CD-HIT (Cluster Database at High Identity with Tolerance), http://weizhong-lab.ucsd.edu/cd-hit, is a program for clustering and comparing nucleotide or protein sequences. CD-HIT is very fast and can handle large DNA/RNA datasets.
Some of the most frequently used executables from the CD-HIT package are: CD-HIT, CD-HIT-2D, CD-HIT-EST, CD-HIT-EST-2D, CD-HIT-454, CD-HIT-PARA, PSI-CD-HIT, CD-HIT-OTU, CD-HIT-LAP and CD-HIT-DUP:
Detailed overview of the whole CD-HIT package and executables can be found in the CD-HIT user’s guide.

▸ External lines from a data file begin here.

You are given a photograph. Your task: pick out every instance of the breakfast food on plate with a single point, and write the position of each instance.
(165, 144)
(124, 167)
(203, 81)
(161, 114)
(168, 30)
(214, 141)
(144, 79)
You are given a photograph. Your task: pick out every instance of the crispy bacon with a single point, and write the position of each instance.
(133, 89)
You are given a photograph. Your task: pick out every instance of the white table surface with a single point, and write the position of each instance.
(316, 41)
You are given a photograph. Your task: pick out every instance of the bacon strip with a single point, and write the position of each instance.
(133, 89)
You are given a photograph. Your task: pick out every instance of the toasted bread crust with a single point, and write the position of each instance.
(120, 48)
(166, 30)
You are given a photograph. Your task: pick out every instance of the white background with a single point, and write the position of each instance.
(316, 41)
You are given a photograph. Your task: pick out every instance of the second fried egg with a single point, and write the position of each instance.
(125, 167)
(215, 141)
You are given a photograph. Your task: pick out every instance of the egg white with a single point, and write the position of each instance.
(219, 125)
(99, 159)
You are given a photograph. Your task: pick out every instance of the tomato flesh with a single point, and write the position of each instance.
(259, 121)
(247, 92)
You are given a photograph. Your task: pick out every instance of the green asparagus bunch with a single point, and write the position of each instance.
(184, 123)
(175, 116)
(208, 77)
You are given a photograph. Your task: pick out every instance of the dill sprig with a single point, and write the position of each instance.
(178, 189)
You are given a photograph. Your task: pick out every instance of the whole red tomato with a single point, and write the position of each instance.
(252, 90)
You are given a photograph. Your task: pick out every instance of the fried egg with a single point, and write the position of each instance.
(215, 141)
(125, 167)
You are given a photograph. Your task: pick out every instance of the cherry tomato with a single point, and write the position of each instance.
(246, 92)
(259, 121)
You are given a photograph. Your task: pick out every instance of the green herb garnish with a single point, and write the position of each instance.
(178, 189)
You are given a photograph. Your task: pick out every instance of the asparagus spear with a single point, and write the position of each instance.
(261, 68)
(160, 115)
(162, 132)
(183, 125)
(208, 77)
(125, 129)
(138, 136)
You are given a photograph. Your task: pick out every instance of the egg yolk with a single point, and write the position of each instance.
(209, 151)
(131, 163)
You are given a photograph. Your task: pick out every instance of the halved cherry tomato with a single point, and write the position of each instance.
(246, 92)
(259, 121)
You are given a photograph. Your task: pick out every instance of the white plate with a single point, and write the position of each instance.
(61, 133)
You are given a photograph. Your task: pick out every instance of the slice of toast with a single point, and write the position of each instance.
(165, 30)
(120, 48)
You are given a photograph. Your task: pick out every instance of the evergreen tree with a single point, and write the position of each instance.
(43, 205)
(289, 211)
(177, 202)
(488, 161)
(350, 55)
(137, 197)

The basic usage of CD-HIT is:
$ cd-hit -i input_reads.fasta -o output [options]
input_reads.fasta
is an input file of sequence reads in fasta format, output
is the prefix of the output files, and options
are optional parameters that can be found by typing:
$ cd-hit
CD-HIT is multi-threaded program, and therefore, using multiple threads is recommended. By setting the CD-HIT parameter -T 0
, all CPUs defined in the SLURM script will be used. Setting the parameter -M 0
allows unlimited usage of the available memory.
Simple SLURM CD-HIT script for Swan with 8 CPUs is given in addition:
cd-hit.submit
#!/bin/bash
#SBATCH --job-name=CD-HIT
#SBATCH --nodes=1
#SBATCH --ntasks-per-node=8
#SBATCH --time=168:00:00
#SBATCH --mem=10gb
#SBATCH --output=CD-HIT.%J.out
#SBATCH --error=CD-HIT.%J.err
module load cd-hit/4.6
cd-hit -i input_reads.fasta -o output -M 0 -T 0
CD-HIT prints out 2 files: output
and output.clstr
. output
contains the final clustered non-redundant sequences in fasta format, while output.clstr
has an information about the clusters with its associated sequences.